Franco Evangelisti e Giuseppe Ciarrapico foram presidentes da Roma com uma diferença de quase 30 anos entre suas gestões. Contudo, a história dos dois não pode ser contada de forma separada. Limone e Ciarra, como eram conhecidos nos bastidores da política, comandaram a Loba entre 1965 e 1968 e 1991 e 1993, respectivamente, ao passo que foram importantes figuras da Democracia Cristã e estiveram envolvidos em grandes escândalos de corrupção.

A presença destas duas figuras, mesmo que em períodos distintos, ratifica de forma bem clara que o futebol não está desconectado do seu contexto social. E, assim como na sociedade, as relações que cercam esse esporte são recheadas de controvérsias, o que não espanta o historiador John Foot. Segundo o autor inglês, especializado em história italiana contemporânea, o futebol da Itália viu sua história se construir de maneira controversa desde o seu início por um simples motivo: faz parte de uma sociedade atormentada por escândalos, suspeitas, acusações e contra-acusações, na qual a lei é opção e não regra.

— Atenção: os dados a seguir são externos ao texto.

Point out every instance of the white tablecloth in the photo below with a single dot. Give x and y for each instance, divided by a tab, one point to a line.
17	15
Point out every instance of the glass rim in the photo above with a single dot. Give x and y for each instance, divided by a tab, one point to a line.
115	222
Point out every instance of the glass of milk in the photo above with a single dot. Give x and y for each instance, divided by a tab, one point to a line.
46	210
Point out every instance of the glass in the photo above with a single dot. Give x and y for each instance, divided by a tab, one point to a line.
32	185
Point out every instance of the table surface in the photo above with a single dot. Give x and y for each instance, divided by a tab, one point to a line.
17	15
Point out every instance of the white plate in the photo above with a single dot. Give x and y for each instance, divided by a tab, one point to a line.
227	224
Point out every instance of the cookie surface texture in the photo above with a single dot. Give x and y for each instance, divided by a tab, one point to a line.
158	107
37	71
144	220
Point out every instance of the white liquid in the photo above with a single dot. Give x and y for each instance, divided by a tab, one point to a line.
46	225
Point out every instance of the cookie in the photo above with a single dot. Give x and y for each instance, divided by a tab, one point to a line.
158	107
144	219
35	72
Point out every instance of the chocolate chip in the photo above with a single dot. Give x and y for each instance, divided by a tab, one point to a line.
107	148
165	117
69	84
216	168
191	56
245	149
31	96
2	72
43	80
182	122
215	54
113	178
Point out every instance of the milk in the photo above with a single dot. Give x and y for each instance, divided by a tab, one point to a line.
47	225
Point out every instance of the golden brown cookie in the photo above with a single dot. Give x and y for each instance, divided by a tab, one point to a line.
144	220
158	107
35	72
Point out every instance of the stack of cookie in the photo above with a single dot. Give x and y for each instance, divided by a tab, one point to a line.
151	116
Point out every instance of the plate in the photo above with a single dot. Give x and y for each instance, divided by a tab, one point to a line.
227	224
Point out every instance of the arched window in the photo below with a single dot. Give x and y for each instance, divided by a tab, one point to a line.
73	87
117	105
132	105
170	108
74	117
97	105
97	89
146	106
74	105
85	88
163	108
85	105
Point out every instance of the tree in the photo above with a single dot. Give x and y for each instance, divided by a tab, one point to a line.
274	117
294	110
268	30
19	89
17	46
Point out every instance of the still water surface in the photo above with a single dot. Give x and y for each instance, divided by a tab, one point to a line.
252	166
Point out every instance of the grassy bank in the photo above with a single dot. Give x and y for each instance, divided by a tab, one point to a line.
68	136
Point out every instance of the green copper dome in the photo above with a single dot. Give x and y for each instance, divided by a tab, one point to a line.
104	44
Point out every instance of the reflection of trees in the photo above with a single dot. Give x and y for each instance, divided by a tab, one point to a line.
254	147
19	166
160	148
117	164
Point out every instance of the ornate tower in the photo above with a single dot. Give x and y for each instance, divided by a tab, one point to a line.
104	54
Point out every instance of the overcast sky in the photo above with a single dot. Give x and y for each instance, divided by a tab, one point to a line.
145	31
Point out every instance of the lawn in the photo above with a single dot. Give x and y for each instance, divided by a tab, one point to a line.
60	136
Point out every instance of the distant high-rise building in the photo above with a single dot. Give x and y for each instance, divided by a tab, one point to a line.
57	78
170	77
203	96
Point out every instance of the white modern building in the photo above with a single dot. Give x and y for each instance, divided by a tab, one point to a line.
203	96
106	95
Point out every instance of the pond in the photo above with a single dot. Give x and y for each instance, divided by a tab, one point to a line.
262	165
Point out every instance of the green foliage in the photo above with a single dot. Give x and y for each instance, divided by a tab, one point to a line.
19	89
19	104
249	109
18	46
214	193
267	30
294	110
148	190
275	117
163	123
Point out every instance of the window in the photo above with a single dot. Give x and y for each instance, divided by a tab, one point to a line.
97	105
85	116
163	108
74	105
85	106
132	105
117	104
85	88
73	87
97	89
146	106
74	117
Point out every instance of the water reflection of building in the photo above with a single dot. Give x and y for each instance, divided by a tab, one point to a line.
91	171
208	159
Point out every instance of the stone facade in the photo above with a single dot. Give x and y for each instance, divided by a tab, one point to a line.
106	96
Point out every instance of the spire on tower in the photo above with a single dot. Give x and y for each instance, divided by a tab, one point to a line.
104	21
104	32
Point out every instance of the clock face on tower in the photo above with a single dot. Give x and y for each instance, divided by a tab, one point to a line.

Tanto Evangelisti quanto Ciarrapico tinham ligações com Giulio Andreotti, que foi primeiro-ministro da Itália em sete governos e também recebeu o título de senador vitalício no país – Franco, inclusive, era considerado seu braço direito. Essa menção é importante pois o romano é considerado uma das figuras políticas mais polêmicas da República Italiana.

Os democristãos

Andreotti foi um dos homens mais poderosos e populares da Itália. Líder do partido Democracia Cristã (DC), colocado ao centro do espectro político italiano – mas com correntes de centro-direita e centro-esquerda –, acumulou bastante prestígio durante seus seis primeiros mandatos, mas viu sua popularidade ruir nos anos 1990, devido à eclosão de escândalos que o tinham como figura central. Divo Giulio, como era conhecido, teve seu nome envolvido em grande parte dos casos mais obscuros do país enquanto teve vida pública ativa, entre as décadas de 1940 e 2010.

A Justiça italiana o acusou de delitos diretamente ligados à máfia e a esquemas de financiamento ilegal de partidos políticos – o Tangentopoli, que deu origem à conhecida operação Mãos Limpas. A confirmação de seu envolvimento com a Cosa Nostra veio somente em 2003, quando, esgotadas as possibilidades de recurso, o tribunal de apelação de Palermo provou suas relações com a organização mafiosa até os anos de 1980, absolvendo-o de fatos posteriores. Apesar disso, o julgamento ocorreu apenas alguns meses após a prescrição dos crimes, o que livrou Divo Giulio da cadeia.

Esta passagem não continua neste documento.